The Democratic governor said she expects to sign a similar, less broad version of the bill.

PHOENIX (CN) — Arizona Governor Katie Hobbs vetoed a bill that would establish criminal penalties for the creation and distribution of artificial intelligence-generated deepfakes, instead urging the state Senate on Wednesday to send her another bill she says “significantly overlaps with” the vetoed bill’s intent. 

Senate Bill 1336 would have prohibited the non-consensual dissemination of deepfake images of a person nude or engaging in sex acts, and established the crime as either a class 4 or class 6 felony, depending on intent, method of dissemination and impact on the victim. Republicans in both the House and the Senate unanimously supported the measure, but the Democratic vote was split down the middle in both chambers. 

A spokesperson for House Democrats said after a May 15 floor session that some members of the party voted against the bill because the American Civil Liberties Union spoke out against its potential impact on freedom of expression. 

ACLU Policy Director Darrell Hill said in a phone call with Courthouse News that the bill was too broad. 

“Our concern is that it criminalizes speech that’s protected by the First Amendment of the Constitution,” he said. “Particularly, political speech that’s satire.”

“We would have loved to see explicit language with SB1336 holding that those depictions are criminal when they are done with the intent to defraud or harass,” he added.

In her veto letter, Hobbs said she plans to sign Senate Bill 1078, which establishes similar penalties to SB1336 but includes nearly exactly the specific language Hill would have liked to see. She didn’t say in the letter whether she agrees with the ACLU’s position. She just wrote that SB1078 and other bills she’s signed would accomplish the same goals. 

Sponsored by state Senator John Kavanagh, a Republican from Fountain Hills, SB1078 passed both the House and the Senate nearly unanimously. It establishes a class 5 felony for the use of fake audio recordings, videos or images with the intent to harass or defraud the subject of the fake media. Though supported by both chambers, the bill hasn’t yet been transmitted to the governor for a signature. 

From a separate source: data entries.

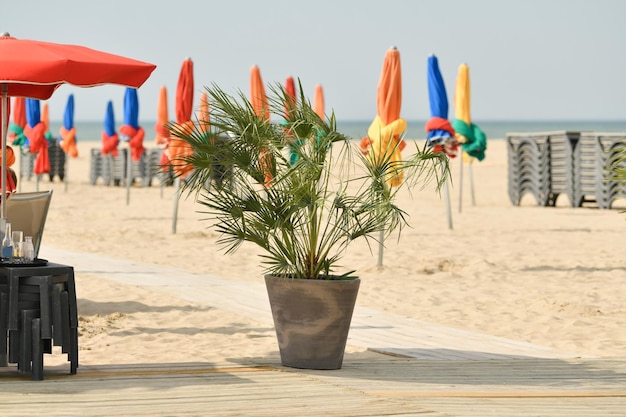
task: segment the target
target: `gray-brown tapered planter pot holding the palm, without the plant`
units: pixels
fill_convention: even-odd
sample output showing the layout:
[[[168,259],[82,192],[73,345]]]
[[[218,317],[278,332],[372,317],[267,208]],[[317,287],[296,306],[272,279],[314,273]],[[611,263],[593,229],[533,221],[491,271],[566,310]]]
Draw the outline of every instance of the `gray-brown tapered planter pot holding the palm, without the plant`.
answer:
[[[284,366],[341,368],[360,283],[265,276]]]

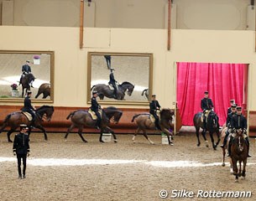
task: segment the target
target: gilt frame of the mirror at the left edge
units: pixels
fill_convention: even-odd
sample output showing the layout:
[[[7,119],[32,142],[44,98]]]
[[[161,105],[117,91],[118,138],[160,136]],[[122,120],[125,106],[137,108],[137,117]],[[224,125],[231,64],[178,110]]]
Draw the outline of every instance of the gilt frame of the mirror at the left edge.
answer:
[[[54,103],[55,51],[41,50],[0,50],[0,54],[50,54],[50,100],[31,99],[34,103]],[[24,98],[0,98],[0,103],[23,103]]]

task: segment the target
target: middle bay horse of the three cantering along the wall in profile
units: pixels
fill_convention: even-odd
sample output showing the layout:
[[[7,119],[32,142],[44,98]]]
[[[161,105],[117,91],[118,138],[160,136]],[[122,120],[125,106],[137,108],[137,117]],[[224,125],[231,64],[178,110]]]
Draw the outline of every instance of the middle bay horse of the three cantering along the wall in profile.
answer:
[[[112,129],[109,127],[110,121],[112,120],[114,123],[118,124],[118,121],[120,120],[121,116],[123,115],[123,111],[119,111],[116,107],[110,106],[106,109],[102,110],[102,121],[100,125],[101,129],[101,136],[99,141],[102,141],[102,133],[104,131],[111,132],[114,137],[114,142],[118,142],[117,137],[112,131]],[[81,137],[81,140],[83,142],[87,142],[84,137],[82,137],[82,130],[84,126],[88,127],[95,127],[96,126],[96,120],[92,120],[91,114],[86,110],[79,110],[79,111],[72,111],[69,116],[66,117],[66,119],[69,119],[71,117],[71,126],[66,131],[64,140],[66,141],[66,138],[68,137],[69,133],[72,131],[74,127],[78,128],[78,134]]]

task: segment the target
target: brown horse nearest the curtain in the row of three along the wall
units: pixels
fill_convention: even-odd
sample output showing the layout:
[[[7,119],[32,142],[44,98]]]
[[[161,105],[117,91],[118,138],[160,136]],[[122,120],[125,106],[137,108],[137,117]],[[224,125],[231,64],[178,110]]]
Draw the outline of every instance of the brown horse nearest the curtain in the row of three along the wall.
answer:
[[[173,145],[173,142],[170,140],[170,136],[172,137],[172,133],[169,131],[171,127],[171,121],[173,116],[175,115],[175,111],[172,111],[170,109],[163,109],[160,111],[160,119],[159,119],[159,126],[161,128],[161,131],[165,132],[165,134],[168,137],[168,142],[170,145]],[[153,141],[149,139],[147,136],[147,129],[154,130],[155,124],[150,120],[150,114],[144,113],[144,114],[138,114],[133,116],[132,122],[135,121],[136,125],[138,126],[137,130],[135,131],[133,135],[133,142],[135,142],[135,137],[137,136],[139,131],[143,131],[144,137],[150,142],[150,144],[154,144]]]

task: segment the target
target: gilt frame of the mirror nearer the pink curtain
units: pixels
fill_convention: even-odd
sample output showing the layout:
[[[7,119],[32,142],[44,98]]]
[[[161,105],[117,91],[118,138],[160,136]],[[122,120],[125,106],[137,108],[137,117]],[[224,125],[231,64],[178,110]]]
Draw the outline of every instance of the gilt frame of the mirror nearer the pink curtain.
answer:
[[[91,56],[93,55],[111,55],[111,56],[140,56],[149,57],[149,97],[152,95],[153,86],[153,54],[152,53],[117,53],[117,52],[88,52],[87,54],[87,104],[91,104]],[[133,105],[148,106],[148,101],[101,101],[102,105]]]

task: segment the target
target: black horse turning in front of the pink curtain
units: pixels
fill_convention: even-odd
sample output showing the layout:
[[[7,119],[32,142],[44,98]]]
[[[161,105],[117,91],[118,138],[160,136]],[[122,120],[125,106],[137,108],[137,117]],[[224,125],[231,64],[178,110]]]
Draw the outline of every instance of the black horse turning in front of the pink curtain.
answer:
[[[203,128],[203,122],[201,121],[202,112],[196,113],[196,115],[193,118],[194,126],[196,127],[196,137],[197,137],[197,147],[201,145],[200,139],[199,139],[199,130],[200,128]],[[219,121],[218,116],[214,111],[211,111],[208,115],[208,121],[206,123],[206,130],[209,131],[210,137],[212,140],[212,147],[214,150],[216,150],[218,143],[221,141],[220,139],[220,131],[219,131]],[[217,134],[217,143],[214,143],[213,133]],[[208,141],[206,140],[206,132],[201,132],[202,137],[204,138],[206,142],[206,147],[208,146]]]

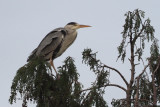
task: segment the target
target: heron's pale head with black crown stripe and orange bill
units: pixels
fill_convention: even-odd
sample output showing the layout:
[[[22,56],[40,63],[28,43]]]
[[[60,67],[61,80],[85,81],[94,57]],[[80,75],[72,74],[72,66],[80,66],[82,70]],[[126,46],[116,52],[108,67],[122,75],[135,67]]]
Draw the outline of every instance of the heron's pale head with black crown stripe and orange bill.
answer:
[[[68,23],[66,26],[66,28],[70,28],[70,29],[73,29],[73,30],[77,30],[79,28],[84,28],[84,27],[91,27],[89,25],[81,25],[81,24],[78,24],[76,22],[70,22]]]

On the House floor on May 15, Republican state Representative David Cook of Globe shared the story of a mother who received a phone call with a fake audio recording of her daughter’s voice saying she’d been kidnapped. Strange men then got on the line and demanded money for the girl’s return. The daughter had been safe at school the entire time. 

“These things are not OK, and we have to take action today,” Cook told his fellow lawmakers as he voted “yes.”

Similar stories have recently arisen in Arizona and across the country

Alongside her Wednesday veto, Hobbs signed Senate Bill 1359, which requires the creator of a deepfake image or video depicting a political candidate to, within 90 days of an election, include a disclosure that the media includes content generated by artificial intelligence.

Creators who don’t include that disclosure will face a civil penalty of $10 per day for the first 15 days they don’t provide the disclosure, and $25 per day after that. The bill includes an exception for satire and parody.

State Senator Frank Carroll, a Republican from Sun City West and sponsor of both SB1336 and SB1359, didn’t immediately reply to an email request for comment. 

Last week, Hobbs signed another Republican-sponsored bill seeking to protect against deepfakes. House Bill 2394, sponsored by Republican state Senator Alex Kolodin of Scottsdale, will allow the subject of a false image or video recording to sue the creator if the deepfake was created without the subject’s consent, if the creator didn’t reasonably convey that the media is fake and if it’s unclear to the average viewer that it’s fake. 

According to the bill, a state judge can grant preliminary injunctive relief to a plaintiff if the plaintiff is a candidate in an election occurring in the next 180 days, if the deepfake depicts the person unclothed or engaging in sexual or criminal acts, if the person’s reputation will be irreparably harmed or if the person reasonably expects to suffer significant personal or financial hardship or loss of employment.

Like the other signed bills, HB2394 exempts internet service providers from liability for simply hosting a deepfake created and posted by a third party.